With a deduction feature not present in VAT, GST allows for a deduction of tax on supplies deducted from output tax obligation on services delivered. This distinction, among others, makes GST implementation on goods and services more efficient compared to VAT, as evidenced by a reduced tax liability of ₹16,500 (₹18,000 – ₹1500).
Q6. Is GST Better Than VAT?
Indirect tax takes different names worldwide, such as sales tax in the United States, value-added tax in Europe, goods and services tax in Australia, and consumption tax in Japan. While the collection processes may differ, the common outcome is that the end customer bears the tax burden.

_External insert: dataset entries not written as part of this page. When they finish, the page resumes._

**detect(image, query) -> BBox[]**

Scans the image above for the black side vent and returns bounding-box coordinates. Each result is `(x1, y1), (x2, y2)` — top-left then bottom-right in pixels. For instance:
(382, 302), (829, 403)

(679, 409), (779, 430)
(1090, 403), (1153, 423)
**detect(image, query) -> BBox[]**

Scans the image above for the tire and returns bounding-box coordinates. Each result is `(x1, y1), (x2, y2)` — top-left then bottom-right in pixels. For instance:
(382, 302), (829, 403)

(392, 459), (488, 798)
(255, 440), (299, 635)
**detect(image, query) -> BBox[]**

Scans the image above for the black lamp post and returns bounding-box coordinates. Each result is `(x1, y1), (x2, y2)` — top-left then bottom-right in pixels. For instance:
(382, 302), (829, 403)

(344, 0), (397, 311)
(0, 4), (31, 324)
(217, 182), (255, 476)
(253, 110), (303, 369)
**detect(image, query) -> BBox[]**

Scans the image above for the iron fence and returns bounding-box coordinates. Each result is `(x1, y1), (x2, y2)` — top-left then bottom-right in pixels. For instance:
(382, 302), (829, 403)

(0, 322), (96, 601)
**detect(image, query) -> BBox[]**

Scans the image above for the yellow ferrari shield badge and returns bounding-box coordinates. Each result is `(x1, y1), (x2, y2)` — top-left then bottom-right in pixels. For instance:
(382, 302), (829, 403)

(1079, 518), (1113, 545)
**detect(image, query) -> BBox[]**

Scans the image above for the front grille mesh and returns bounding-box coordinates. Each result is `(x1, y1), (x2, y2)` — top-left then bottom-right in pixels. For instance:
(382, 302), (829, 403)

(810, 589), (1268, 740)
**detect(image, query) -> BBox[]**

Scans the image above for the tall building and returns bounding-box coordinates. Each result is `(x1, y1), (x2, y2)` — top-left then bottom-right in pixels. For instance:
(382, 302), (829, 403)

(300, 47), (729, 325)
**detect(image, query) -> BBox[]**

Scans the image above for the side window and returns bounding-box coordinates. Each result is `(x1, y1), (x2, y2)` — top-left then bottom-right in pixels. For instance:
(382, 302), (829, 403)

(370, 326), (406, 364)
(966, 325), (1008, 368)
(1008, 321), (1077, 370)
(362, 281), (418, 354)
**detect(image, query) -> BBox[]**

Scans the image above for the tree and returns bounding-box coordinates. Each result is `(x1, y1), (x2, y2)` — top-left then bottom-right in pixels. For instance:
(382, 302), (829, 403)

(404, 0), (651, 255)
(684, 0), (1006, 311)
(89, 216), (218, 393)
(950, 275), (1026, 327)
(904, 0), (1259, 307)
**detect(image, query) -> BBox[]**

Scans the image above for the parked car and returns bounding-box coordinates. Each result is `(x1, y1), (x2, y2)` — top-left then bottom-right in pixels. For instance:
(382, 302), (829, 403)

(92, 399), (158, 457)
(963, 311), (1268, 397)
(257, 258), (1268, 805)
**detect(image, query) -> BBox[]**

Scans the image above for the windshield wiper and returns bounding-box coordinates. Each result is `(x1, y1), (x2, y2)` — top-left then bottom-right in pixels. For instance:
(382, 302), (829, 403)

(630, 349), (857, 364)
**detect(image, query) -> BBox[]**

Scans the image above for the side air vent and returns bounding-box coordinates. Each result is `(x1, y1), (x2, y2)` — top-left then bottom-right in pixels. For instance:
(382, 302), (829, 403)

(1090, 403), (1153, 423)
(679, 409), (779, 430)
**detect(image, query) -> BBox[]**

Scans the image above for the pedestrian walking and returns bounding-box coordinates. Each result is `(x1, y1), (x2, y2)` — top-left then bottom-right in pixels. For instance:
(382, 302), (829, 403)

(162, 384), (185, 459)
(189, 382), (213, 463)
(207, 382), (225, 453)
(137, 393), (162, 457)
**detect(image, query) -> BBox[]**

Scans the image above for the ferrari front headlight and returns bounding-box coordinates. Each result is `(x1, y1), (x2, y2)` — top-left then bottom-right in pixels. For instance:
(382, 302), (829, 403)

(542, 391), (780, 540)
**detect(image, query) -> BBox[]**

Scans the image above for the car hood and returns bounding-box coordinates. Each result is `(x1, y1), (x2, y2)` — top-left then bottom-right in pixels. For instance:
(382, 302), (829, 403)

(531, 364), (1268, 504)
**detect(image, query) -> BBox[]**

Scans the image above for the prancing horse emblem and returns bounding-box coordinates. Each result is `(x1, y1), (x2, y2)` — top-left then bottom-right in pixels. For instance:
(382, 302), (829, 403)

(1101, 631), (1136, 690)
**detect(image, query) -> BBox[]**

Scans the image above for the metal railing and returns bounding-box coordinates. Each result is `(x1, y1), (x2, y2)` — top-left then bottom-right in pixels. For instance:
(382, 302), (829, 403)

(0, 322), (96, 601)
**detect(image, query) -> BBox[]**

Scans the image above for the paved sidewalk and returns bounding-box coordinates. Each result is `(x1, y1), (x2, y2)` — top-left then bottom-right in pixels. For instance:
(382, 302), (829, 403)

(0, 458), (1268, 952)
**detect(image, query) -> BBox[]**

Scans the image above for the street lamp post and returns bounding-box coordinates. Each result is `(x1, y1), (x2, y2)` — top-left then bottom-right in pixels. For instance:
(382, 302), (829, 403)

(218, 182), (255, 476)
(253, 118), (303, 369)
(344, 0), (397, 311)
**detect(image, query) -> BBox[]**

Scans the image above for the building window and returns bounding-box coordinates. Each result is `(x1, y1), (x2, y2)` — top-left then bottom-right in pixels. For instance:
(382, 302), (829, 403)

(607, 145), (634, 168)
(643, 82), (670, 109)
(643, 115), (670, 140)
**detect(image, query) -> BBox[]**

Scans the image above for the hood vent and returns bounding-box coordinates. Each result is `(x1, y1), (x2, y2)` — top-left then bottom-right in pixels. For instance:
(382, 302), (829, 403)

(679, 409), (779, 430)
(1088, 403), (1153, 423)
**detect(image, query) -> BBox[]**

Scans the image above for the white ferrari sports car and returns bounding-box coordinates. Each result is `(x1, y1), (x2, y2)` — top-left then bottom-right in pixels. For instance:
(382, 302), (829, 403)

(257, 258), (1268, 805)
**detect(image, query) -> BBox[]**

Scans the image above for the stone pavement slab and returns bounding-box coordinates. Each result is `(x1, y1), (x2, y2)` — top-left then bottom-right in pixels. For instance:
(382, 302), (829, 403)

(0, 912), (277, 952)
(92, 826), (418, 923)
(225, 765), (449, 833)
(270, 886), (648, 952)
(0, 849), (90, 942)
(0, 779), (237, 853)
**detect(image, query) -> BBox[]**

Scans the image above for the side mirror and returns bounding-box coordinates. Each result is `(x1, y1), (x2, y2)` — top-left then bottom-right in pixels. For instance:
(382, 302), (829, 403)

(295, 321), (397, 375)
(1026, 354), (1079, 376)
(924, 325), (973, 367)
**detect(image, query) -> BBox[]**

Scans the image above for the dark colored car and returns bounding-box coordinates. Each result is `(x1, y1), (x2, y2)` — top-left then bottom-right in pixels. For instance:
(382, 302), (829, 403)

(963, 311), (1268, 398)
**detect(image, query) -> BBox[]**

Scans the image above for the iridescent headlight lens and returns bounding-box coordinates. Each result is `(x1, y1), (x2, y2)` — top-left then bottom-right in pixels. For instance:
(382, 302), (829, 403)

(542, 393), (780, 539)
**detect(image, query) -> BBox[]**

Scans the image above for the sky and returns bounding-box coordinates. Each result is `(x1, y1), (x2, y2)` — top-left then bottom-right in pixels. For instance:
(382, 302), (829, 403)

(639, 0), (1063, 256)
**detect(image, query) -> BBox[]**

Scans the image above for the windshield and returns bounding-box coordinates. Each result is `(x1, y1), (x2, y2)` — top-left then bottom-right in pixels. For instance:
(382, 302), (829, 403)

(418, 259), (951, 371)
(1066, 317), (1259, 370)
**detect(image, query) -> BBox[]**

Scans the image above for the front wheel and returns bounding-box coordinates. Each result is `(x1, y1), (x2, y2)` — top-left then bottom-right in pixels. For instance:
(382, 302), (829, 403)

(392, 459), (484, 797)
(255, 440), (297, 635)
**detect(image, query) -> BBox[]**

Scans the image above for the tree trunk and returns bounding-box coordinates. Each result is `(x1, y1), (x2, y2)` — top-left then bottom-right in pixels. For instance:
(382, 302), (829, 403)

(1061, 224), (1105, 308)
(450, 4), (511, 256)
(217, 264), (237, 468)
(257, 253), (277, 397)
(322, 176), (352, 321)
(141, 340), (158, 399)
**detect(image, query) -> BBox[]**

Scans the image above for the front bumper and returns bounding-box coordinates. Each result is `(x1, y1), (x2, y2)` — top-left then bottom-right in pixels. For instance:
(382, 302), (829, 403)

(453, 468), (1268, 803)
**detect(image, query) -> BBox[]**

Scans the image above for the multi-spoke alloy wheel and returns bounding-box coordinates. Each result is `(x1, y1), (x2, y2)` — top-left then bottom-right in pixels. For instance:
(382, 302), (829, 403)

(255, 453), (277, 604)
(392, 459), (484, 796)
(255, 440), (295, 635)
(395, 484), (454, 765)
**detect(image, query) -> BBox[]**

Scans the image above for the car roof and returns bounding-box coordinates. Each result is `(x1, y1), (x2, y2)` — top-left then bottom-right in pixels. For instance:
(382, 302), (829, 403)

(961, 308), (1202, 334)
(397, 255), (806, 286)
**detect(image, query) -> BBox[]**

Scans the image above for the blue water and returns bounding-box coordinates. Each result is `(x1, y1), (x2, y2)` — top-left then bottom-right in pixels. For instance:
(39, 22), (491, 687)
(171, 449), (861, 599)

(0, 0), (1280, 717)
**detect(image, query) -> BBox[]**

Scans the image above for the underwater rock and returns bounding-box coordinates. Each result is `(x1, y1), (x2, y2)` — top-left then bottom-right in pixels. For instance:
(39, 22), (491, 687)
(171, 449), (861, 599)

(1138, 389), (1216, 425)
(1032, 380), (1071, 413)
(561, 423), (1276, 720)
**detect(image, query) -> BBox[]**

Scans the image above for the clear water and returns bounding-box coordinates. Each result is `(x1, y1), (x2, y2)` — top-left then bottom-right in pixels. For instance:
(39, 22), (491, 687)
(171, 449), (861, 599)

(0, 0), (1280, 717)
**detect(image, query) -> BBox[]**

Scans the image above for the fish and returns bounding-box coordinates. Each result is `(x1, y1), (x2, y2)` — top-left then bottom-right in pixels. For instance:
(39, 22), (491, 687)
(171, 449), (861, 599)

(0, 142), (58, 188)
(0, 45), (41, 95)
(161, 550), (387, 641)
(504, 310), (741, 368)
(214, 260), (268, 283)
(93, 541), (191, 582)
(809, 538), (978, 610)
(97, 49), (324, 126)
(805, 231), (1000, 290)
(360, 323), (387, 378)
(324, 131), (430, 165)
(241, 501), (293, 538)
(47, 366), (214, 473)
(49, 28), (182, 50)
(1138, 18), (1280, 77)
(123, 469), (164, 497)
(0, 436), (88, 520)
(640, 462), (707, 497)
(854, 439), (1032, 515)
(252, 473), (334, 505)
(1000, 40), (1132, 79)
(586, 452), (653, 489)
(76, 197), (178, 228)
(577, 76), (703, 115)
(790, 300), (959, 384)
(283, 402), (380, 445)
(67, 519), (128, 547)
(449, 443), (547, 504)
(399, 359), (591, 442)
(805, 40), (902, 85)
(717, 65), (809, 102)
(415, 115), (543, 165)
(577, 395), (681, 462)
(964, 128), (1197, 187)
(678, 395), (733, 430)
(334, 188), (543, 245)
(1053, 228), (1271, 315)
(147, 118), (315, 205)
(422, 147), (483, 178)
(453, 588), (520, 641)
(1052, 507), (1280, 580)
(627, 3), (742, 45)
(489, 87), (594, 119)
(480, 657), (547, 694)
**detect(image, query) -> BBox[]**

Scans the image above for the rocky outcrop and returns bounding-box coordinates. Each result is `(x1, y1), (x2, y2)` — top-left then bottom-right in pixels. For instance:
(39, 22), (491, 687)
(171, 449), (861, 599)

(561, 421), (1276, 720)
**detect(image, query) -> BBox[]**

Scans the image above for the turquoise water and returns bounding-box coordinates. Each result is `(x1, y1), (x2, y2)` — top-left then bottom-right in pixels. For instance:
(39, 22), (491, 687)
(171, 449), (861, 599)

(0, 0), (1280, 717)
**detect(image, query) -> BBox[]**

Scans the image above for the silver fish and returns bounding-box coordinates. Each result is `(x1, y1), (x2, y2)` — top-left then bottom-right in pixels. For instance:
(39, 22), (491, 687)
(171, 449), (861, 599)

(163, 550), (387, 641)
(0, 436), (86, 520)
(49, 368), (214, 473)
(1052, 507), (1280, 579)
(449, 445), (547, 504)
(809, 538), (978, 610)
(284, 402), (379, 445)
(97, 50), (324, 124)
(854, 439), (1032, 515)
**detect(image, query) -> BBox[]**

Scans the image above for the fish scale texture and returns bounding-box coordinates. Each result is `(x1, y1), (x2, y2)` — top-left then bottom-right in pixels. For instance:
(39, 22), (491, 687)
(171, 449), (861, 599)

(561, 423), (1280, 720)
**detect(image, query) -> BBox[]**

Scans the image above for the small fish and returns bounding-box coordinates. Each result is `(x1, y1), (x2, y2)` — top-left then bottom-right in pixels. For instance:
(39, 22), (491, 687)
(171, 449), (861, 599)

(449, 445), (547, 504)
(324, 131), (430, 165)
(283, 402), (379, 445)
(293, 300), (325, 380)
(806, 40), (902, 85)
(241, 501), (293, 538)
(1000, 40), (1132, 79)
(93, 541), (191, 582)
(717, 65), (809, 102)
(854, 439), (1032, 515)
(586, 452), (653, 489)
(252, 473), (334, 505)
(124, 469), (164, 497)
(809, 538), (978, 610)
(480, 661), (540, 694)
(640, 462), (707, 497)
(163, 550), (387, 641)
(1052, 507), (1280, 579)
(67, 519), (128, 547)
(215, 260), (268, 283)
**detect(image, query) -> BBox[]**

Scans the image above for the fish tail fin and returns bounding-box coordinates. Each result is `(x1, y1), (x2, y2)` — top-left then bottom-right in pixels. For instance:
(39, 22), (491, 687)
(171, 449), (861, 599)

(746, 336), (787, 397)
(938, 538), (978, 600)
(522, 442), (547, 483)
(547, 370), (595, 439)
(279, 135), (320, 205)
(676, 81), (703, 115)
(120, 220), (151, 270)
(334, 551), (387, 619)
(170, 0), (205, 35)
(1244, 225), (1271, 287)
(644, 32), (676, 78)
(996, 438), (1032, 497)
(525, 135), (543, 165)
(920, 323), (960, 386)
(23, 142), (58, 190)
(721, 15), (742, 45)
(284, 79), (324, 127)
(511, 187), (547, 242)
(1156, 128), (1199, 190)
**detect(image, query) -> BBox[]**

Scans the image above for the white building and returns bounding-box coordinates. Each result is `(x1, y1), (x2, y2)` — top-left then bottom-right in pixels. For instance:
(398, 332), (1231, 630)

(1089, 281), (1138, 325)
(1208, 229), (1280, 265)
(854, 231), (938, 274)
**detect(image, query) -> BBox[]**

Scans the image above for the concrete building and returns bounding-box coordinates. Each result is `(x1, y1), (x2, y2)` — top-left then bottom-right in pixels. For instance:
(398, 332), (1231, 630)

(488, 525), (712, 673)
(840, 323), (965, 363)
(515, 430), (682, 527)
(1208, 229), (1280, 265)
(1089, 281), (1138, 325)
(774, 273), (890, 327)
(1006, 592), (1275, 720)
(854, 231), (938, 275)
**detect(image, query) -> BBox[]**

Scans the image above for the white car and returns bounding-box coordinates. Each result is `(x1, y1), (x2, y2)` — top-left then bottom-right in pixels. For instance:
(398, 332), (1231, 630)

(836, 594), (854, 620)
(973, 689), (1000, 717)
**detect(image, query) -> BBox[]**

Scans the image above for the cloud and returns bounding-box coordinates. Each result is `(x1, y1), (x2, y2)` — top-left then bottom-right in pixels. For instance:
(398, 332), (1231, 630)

Q7. What is GST Called in the USA?
The introduction of the Tax Deducted at Source concept aims to collect tax directly from the source of income. Under this system, a person (deductor) is obligated to make certain payments to another person (deductee), deduct tax at the source, and then remit the deducted amount to the Central Government’s account.
Q8. What is the 16B Form?
Form 16B serves as a certification that tax has been deducted at source from income generated through the sale of immovable property, excluding agricultural land. It confirms that the Tax Deducted at Source (TDS) amount has been deposited by the property buyer with the Income Tax department.
Q9. What is the HSN Code?
The Harmonised System of Nomenclature (HSN) is a globally recognised system for naming, categorising, and identifying products. HSN codes are crucial in the classification of goods for the calculation of Goods and Services Tax (GST).
Q10. What is 26AS?
Form 26AS is a comprehensive statement encompassing all tax-related information linked to the assessee’s PAN (Permanent Account Number). It provides a breakdown of details, including tax deducted at source, tax collected at source, advance tax payments made by the assessee, self-assessment tax payments, and any refunds issued to the taxpayer.